Auf Twitter verteilte Vaut Likes für Berichte, in denen Scholz und Geywitz positiv und Walter-Borjans negativ dargestellt wurden. Der Autor Sciman erklärte gegenüber anderen Wikipedia-Autoren, keine politische Agenda zu verfolgen. Vaut wollte sich gegenüber t-online.de nicht zu den Vorwürfen äußern.
Die Plattform zitiert einen Wikipedia-Aktivisten mit der Aussage, dass durch ein derartiges Vorgehen und das folgende "Tauziehen" über die Änderungen der Ruf der Wikipedia Schaden nehmen könne.
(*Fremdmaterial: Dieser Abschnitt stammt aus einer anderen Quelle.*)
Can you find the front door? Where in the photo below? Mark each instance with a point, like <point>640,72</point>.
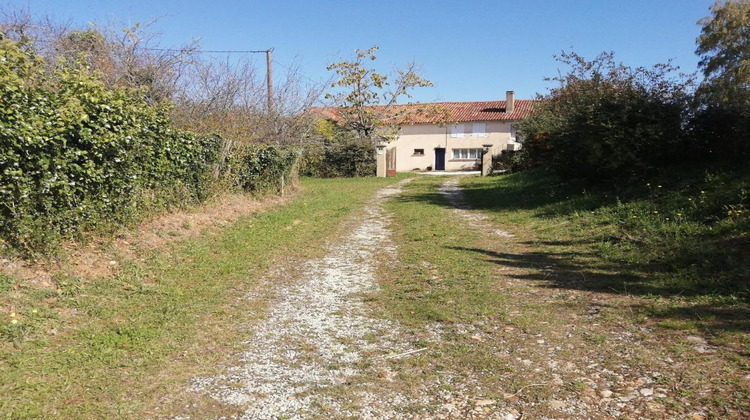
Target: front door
<point>439,159</point>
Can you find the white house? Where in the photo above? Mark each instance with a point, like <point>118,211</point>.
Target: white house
<point>456,142</point>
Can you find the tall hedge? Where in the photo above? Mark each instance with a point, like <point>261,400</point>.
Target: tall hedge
<point>76,155</point>
<point>339,160</point>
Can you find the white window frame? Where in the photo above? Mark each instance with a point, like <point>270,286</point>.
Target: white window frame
<point>467,154</point>
<point>479,130</point>
<point>457,131</point>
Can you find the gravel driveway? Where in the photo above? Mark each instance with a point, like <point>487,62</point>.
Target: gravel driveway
<point>317,335</point>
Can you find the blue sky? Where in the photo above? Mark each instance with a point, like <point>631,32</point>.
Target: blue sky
<point>471,50</point>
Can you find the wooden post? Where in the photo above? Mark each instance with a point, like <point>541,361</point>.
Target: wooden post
<point>269,80</point>
<point>380,160</point>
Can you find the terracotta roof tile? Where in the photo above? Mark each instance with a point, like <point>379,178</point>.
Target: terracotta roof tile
<point>456,111</point>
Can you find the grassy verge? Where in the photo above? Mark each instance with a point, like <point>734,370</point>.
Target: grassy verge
<point>598,305</point>
<point>438,283</point>
<point>681,240</point>
<point>111,348</point>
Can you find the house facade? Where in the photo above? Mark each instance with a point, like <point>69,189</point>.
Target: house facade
<point>457,145</point>
<point>456,142</point>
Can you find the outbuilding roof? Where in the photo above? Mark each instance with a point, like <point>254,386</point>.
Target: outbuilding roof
<point>451,111</point>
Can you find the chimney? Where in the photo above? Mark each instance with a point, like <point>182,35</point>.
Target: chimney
<point>509,101</point>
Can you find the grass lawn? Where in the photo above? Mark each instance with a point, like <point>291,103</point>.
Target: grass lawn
<point>599,292</point>
<point>108,348</point>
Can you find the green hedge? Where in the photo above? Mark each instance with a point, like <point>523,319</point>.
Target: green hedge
<point>339,160</point>
<point>262,168</point>
<point>76,155</point>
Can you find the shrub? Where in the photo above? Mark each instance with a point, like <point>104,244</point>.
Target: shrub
<point>262,168</point>
<point>335,160</point>
<point>76,155</point>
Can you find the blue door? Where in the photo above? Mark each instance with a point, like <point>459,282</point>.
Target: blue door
<point>439,159</point>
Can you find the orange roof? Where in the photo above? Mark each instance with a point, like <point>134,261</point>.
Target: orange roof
<point>455,111</point>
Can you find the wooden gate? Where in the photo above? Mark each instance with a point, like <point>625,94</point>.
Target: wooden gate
<point>390,162</point>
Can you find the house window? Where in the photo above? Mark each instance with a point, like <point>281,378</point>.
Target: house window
<point>457,130</point>
<point>467,154</point>
<point>479,130</point>
<point>514,136</point>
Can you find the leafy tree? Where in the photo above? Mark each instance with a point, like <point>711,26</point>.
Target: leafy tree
<point>721,125</point>
<point>606,119</point>
<point>724,50</point>
<point>368,100</point>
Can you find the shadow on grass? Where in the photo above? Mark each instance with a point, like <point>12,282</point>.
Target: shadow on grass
<point>560,271</point>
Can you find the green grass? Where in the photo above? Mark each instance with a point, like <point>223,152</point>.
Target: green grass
<point>109,348</point>
<point>580,275</point>
<point>681,240</point>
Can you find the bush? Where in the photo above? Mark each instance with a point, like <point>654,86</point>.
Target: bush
<point>606,119</point>
<point>262,168</point>
<point>338,160</point>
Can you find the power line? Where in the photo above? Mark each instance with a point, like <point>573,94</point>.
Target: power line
<point>210,51</point>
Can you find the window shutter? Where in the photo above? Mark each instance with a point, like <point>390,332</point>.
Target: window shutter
<point>479,130</point>
<point>457,130</point>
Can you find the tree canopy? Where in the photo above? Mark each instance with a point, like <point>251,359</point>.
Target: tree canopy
<point>605,118</point>
<point>724,50</point>
<point>368,100</point>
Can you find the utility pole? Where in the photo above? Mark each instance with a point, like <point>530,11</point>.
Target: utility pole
<point>269,80</point>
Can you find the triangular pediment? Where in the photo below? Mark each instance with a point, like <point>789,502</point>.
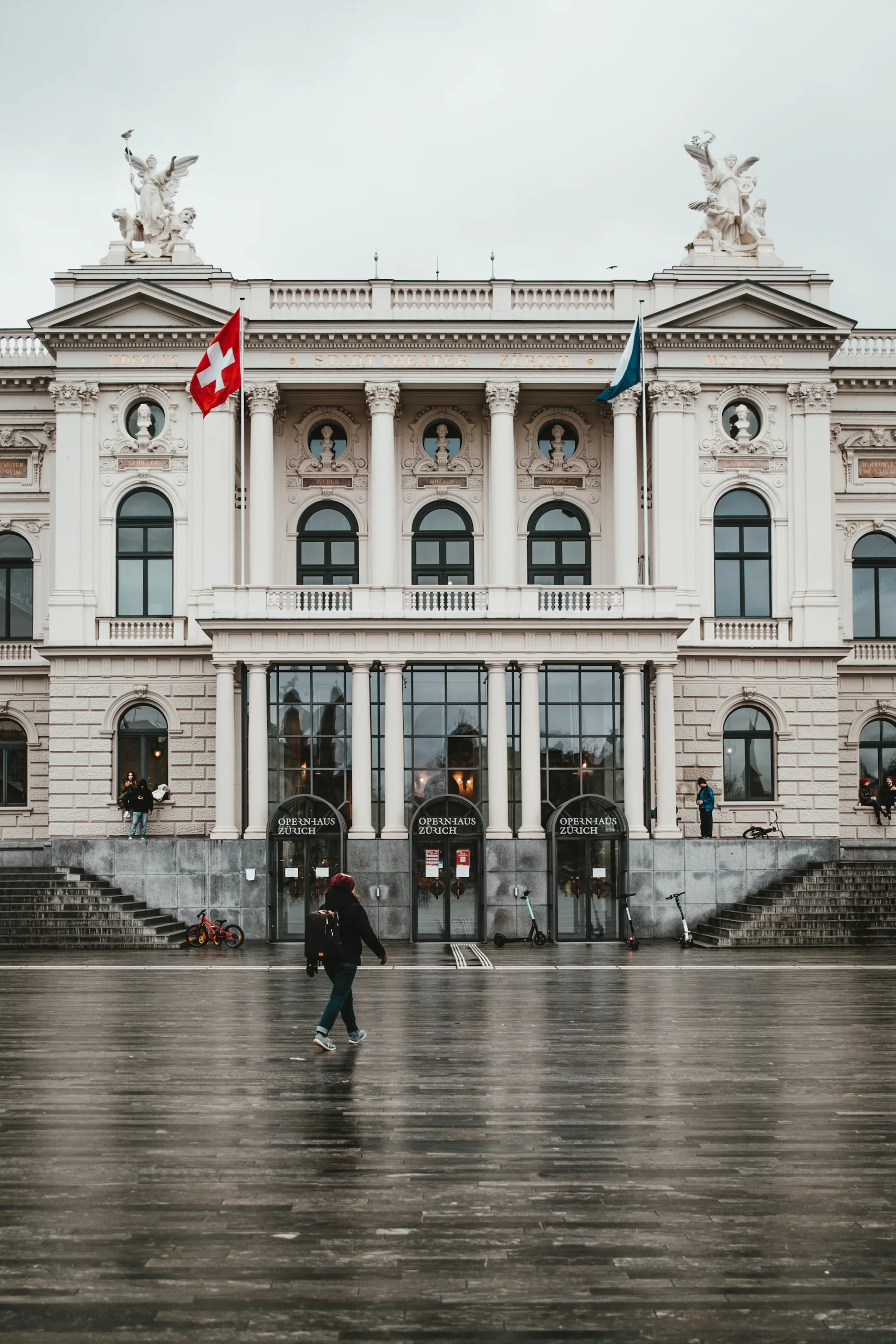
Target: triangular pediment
<point>133,304</point>
<point>749,306</point>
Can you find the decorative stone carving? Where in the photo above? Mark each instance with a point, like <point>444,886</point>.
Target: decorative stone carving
<point>762,447</point>
<point>75,397</point>
<point>628,402</point>
<point>304,464</point>
<point>582,468</point>
<point>672,397</point>
<point>501,397</point>
<point>156,232</point>
<point>262,398</point>
<point>167,444</point>
<point>382,397</point>
<point>465,467</point>
<point>812,397</point>
<point>734,227</point>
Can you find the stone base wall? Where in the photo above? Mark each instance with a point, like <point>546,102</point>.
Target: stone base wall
<point>183,875</point>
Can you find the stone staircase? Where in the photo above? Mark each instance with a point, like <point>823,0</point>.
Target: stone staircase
<point>59,908</point>
<point>841,904</point>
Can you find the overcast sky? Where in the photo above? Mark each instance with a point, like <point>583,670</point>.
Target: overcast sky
<point>547,131</point>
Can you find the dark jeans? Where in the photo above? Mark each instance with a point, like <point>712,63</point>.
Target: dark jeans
<point>340,1000</point>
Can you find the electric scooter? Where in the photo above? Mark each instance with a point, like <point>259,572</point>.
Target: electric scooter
<point>686,939</point>
<point>632,941</point>
<point>534,936</point>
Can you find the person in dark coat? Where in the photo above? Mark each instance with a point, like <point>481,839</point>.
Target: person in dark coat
<point>884,800</point>
<point>140,803</point>
<point>354,927</point>
<point>705,804</point>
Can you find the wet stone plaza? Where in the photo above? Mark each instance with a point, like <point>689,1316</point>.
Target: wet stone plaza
<point>574,1146</point>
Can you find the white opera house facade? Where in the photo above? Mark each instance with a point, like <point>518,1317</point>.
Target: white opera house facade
<point>457,667</point>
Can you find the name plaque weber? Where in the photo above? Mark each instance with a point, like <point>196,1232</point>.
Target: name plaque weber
<point>873,468</point>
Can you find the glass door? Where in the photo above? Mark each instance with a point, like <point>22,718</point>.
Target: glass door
<point>304,869</point>
<point>448,887</point>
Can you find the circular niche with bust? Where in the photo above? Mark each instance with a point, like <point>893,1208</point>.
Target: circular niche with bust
<point>741,421</point>
<point>558,440</point>
<point>442,440</point>
<point>327,441</point>
<point>145,420</point>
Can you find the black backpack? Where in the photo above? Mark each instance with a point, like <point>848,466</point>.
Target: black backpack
<point>321,939</point>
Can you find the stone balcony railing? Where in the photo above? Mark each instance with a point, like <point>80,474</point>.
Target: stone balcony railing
<point>424,604</point>
<point>132,629</point>
<point>746,631</point>
<point>492,299</point>
<point>23,347</point>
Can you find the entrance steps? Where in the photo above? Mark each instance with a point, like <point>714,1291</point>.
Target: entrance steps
<point>841,904</point>
<point>59,908</point>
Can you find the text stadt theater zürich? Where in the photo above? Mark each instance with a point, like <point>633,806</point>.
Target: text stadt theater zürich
<point>445,670</point>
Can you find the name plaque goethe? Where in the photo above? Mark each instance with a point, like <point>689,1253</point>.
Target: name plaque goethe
<point>433,826</point>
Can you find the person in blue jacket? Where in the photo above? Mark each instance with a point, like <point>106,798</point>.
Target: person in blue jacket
<point>705,803</point>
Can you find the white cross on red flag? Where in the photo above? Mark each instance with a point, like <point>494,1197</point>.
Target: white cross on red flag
<point>218,373</point>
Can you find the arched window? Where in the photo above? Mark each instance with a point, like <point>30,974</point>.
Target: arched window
<point>16,588</point>
<point>559,546</point>
<point>747,756</point>
<point>14,761</point>
<point>875,588</point>
<point>145,555</point>
<point>143,745</point>
<point>327,546</point>
<point>743,555</point>
<point>442,546</point>
<point>878,752</point>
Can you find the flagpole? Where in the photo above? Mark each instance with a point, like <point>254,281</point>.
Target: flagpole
<point>242,452</point>
<point>644,449</point>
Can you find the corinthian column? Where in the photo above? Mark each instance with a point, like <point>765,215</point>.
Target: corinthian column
<point>815,600</point>
<point>382,400</point>
<point>262,402</point>
<point>625,486</point>
<point>501,400</point>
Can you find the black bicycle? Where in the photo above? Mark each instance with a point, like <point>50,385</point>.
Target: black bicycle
<point>763,832</point>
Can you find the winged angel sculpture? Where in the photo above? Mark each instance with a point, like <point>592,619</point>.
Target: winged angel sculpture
<point>733,225</point>
<point>156,224</point>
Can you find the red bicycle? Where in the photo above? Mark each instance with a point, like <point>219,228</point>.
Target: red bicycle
<point>198,934</point>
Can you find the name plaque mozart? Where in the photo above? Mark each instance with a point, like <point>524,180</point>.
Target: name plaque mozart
<point>875,468</point>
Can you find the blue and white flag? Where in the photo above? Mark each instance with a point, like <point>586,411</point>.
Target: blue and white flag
<point>628,371</point>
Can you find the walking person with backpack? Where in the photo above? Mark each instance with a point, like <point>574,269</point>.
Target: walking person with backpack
<point>336,942</point>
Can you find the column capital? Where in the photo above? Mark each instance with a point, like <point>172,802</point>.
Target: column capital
<point>812,397</point>
<point>628,402</point>
<point>382,397</point>
<point>672,397</point>
<point>501,397</point>
<point>262,398</point>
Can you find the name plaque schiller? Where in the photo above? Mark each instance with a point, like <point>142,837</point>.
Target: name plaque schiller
<point>871,468</point>
<point>431,826</point>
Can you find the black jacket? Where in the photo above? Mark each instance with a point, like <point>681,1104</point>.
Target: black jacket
<point>139,800</point>
<point>354,925</point>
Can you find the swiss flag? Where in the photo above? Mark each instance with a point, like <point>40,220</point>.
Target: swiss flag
<point>218,373</point>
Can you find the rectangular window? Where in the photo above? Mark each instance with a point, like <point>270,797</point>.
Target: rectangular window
<point>445,734</point>
<point>309,734</point>
<point>581,709</point>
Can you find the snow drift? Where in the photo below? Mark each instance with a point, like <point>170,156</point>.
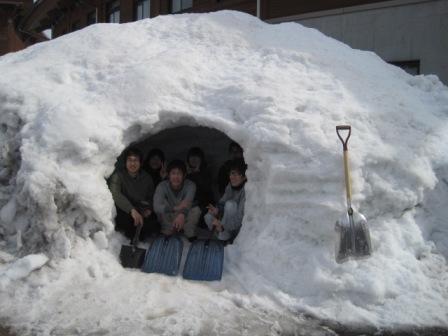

Allerdings muss dieser Ruf ohnehin als beschädigt gelten, seitdem die Journalisten Markus Fiedler und Dirk Pohlmann in ihren "Geschichten aus Wikihausen" in großem Stil Manipulationen und Fälschungen auf Wikipedia aufgedeckt haben.
Was die SPD betrifft, so fügen sich die aufgeflogenen Manipulationen der Wikipedia-Artikel in das Gesamtbild ein, dass der übergroße Teil des politisch-medialen Mainstreams sich für einen Sieg von Olaf Scholz ins Zeug legt – und damit für ein Fortbestehen der "Großen Koalition".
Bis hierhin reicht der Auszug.